Desde a minha saída de Luanda que estava mentalizado para este tipo de inconveniente. No entanto após 5 meses de estrada sem apanhar nenhuma virose, não esperada vir a apanha-la a meia-dúzia de quilómetros do final da minha viagem até Maputo.

Ainda com capacidades racionais, calculei que os dias de tratamento adicionados aos dias de recuperação, iriam obrigar-me a nova programação dos trajectos futuros… mesmo que essa programação não existisse.

Almocei e iniciei o tratamento da malária com um saco de plástico cheio de comprimidos soltos.

Algumas horas depois, tinha a minha cabeça do tamanho de uma melancia, com uma densidade 100 vezes maior que o normal.

Podia esquecer os próximos dias do meu calendário, pois estes seriam passados com as mãos agarradas à minha cabeça, sem me conseguir mexer para onde quer que fosse.

Sofria por acção da malária, mas sofria ainda mais por acção dos medicamentos. Assim que os ingeria, sentia os ouvidos a tapar.

Pouco depois ligavam-se 2 turbinas dentro dos meus tímpanos que não me deixavam ouvir o cantar dos passarinhos, que alegremente voavam à volta das árvores que circundavam a minha tenda.

Depois das turbinas ligadas, vinham as dores de cabeça e de corpo.

Queria dizer “…aaaaaaiiiii…”, mas ou não tinha força, ou não conseguia ouvir a mim mesmo.
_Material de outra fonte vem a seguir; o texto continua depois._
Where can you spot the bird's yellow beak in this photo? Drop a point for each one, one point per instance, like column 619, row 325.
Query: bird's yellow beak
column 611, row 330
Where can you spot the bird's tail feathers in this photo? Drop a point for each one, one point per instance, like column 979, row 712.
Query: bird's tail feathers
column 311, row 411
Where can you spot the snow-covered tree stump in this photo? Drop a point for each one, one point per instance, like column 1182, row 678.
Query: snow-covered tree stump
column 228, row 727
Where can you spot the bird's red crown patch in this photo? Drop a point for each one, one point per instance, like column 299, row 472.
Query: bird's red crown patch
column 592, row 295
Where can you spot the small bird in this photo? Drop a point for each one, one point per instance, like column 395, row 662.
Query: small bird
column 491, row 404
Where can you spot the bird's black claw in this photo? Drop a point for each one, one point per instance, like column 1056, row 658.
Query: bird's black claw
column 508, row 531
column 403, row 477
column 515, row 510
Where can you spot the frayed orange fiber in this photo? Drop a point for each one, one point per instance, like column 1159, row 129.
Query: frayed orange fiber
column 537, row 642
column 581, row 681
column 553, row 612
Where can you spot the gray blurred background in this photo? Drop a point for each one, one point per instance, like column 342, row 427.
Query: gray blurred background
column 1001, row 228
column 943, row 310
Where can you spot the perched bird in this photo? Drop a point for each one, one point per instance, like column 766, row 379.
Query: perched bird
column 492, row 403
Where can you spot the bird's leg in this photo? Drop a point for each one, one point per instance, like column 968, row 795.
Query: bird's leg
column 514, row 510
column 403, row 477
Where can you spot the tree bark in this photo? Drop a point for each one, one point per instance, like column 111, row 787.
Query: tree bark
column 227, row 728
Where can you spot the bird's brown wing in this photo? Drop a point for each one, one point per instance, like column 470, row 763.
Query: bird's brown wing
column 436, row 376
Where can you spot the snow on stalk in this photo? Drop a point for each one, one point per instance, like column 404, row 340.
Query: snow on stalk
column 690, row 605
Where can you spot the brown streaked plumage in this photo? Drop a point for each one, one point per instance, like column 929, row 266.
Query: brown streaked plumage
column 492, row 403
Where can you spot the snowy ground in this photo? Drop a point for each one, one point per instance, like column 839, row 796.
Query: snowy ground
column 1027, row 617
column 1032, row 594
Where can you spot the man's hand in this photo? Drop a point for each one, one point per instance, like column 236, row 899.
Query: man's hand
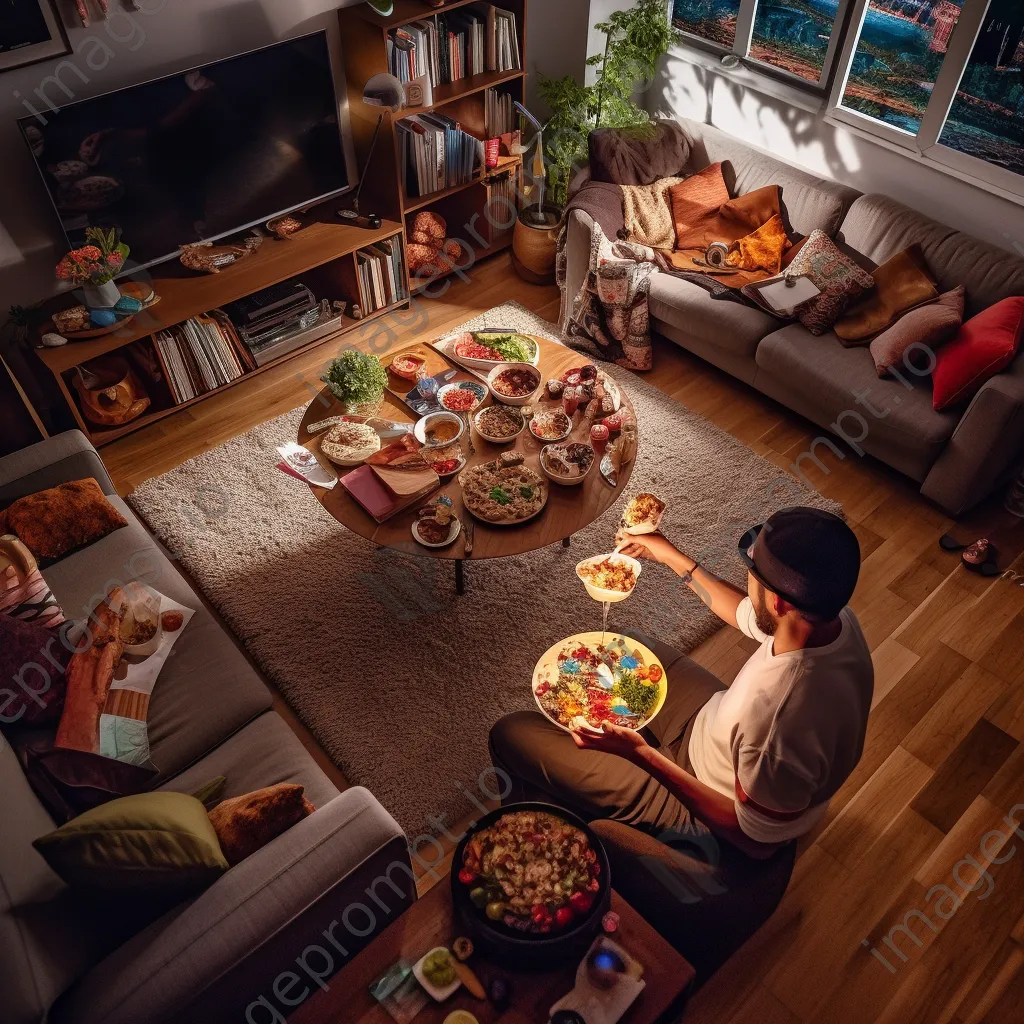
column 650, row 546
column 612, row 739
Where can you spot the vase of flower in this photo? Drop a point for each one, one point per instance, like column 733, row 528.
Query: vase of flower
column 95, row 265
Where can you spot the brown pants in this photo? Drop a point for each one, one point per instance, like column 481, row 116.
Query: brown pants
column 702, row 894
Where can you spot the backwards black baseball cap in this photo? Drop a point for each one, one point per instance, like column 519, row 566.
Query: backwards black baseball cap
column 809, row 557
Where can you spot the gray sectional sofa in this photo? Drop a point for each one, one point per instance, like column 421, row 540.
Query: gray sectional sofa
column 957, row 457
column 68, row 962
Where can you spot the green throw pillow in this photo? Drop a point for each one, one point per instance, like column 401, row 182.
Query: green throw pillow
column 155, row 842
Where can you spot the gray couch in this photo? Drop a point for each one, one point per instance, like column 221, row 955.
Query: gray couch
column 270, row 927
column 958, row 457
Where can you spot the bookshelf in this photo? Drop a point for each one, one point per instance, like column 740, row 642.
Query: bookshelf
column 365, row 35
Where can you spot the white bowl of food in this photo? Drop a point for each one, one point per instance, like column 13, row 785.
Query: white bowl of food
column 550, row 425
column 462, row 396
column 609, row 578
column 514, row 383
column 439, row 429
column 567, row 464
column 499, row 424
column 642, row 514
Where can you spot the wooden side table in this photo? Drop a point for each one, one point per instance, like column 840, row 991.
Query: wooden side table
column 429, row 923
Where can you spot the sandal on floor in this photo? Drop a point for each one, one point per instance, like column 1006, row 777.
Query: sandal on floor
column 980, row 557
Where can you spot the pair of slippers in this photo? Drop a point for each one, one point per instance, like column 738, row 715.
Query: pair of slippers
column 979, row 557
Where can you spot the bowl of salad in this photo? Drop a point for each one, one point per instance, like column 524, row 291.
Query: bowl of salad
column 530, row 883
column 485, row 349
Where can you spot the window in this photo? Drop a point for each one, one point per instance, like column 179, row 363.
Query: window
column 941, row 78
column 796, row 38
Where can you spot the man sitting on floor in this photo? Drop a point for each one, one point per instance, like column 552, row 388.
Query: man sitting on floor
column 733, row 774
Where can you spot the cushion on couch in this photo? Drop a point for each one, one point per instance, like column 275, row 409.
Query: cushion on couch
column 60, row 519
column 928, row 327
column 985, row 345
column 828, row 383
column 148, row 847
column 838, row 278
column 900, row 284
column 638, row 156
column 880, row 227
column 207, row 688
column 808, row 202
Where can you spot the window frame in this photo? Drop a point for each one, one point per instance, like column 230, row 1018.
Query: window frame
column 745, row 20
column 926, row 142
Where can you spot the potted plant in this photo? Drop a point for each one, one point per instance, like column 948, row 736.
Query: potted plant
column 357, row 381
column 635, row 42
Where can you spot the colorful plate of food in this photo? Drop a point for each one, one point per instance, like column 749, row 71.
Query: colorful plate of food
column 514, row 383
column 597, row 677
column 550, row 425
column 504, row 493
column 567, row 464
column 462, row 396
column 499, row 424
column 609, row 578
column 530, row 878
column 484, row 349
column 642, row 514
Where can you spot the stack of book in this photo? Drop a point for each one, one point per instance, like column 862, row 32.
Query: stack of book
column 436, row 154
column 381, row 276
column 450, row 47
column 201, row 354
column 500, row 114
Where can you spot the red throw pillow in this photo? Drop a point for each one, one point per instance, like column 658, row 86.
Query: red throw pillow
column 985, row 345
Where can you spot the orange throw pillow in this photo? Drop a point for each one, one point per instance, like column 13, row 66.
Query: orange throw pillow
column 902, row 283
column 245, row 824
column 53, row 522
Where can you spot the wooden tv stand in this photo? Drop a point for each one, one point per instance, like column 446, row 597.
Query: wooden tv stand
column 322, row 255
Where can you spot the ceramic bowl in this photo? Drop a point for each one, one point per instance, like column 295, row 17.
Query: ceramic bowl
column 492, row 437
column 599, row 593
column 509, row 399
column 431, row 422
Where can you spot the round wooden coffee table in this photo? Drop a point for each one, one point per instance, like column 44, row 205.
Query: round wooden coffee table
column 568, row 509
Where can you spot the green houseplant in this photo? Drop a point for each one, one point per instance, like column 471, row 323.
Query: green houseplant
column 635, row 42
column 357, row 381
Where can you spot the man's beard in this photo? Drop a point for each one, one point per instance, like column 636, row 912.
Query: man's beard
column 766, row 624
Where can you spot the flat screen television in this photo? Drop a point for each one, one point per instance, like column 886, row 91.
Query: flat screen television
column 199, row 155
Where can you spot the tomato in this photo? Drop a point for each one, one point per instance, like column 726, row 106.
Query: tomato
column 582, row 901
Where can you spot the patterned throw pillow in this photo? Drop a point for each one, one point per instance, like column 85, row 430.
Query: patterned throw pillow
column 24, row 592
column 837, row 275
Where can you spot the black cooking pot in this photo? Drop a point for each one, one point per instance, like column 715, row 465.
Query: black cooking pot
column 526, row 949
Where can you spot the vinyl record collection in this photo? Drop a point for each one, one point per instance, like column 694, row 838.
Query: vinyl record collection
column 450, row 47
column 381, row 274
column 436, row 154
column 200, row 354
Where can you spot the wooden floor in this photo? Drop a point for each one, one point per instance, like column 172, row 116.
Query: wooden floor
column 944, row 759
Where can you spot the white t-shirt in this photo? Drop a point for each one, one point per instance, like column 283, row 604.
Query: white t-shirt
column 787, row 733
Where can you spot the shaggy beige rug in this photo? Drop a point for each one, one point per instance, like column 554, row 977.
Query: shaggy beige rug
column 399, row 679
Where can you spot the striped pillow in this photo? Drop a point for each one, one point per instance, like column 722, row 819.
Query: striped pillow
column 30, row 599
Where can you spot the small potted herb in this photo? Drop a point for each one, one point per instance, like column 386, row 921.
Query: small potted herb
column 357, row 381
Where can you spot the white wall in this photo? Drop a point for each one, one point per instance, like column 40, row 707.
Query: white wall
column 802, row 137
column 164, row 37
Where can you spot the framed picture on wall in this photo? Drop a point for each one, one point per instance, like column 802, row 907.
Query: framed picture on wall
column 30, row 31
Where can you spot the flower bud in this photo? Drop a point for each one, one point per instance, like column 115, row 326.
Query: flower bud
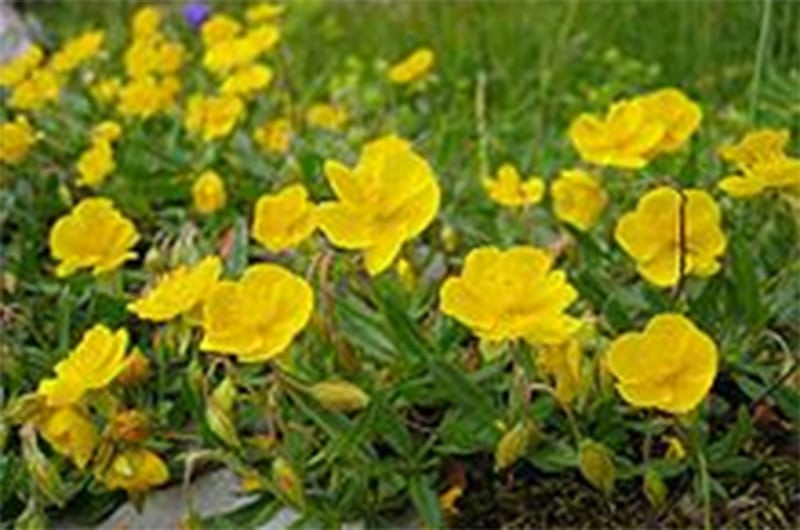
column 513, row 445
column 288, row 482
column 130, row 426
column 136, row 371
column 43, row 473
column 654, row 488
column 596, row 465
column 339, row 396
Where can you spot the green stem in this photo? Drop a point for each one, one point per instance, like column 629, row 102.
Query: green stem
column 761, row 53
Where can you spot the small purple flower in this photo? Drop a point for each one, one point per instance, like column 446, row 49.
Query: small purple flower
column 196, row 13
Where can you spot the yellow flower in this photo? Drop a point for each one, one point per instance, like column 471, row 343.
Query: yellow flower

Apenas quando sentia a vibração das minhas cordas vocais, é que sabia que tinha soltado algum grunhido.

Na cama, acordava frequentemente a transpirar de frio e tremer de calor. Tinha o metabolismo completamente desregulado. Queria beber água, mas só o facto de ter que esticar o braço até a uma das garrafas que espalhara por toda a tenda, fazia-me pensar duas vezes. Doíam-me articulações que nem eu sabia que as tinha, além que o meu braço parecia que pesava 1 tonelada.

Por vezes acordava com os arranques das turbinas que tinha dentro da minha cabeça, e numa das vezes consegui ver o Pai Natal montado no seu trenó movido a jacto, às voltas ao farol da Praia da Barra. Quando o barulho tornava-se quase ensurdecedor, eis que parava de repente… para voltar alguns minutos mais tarde.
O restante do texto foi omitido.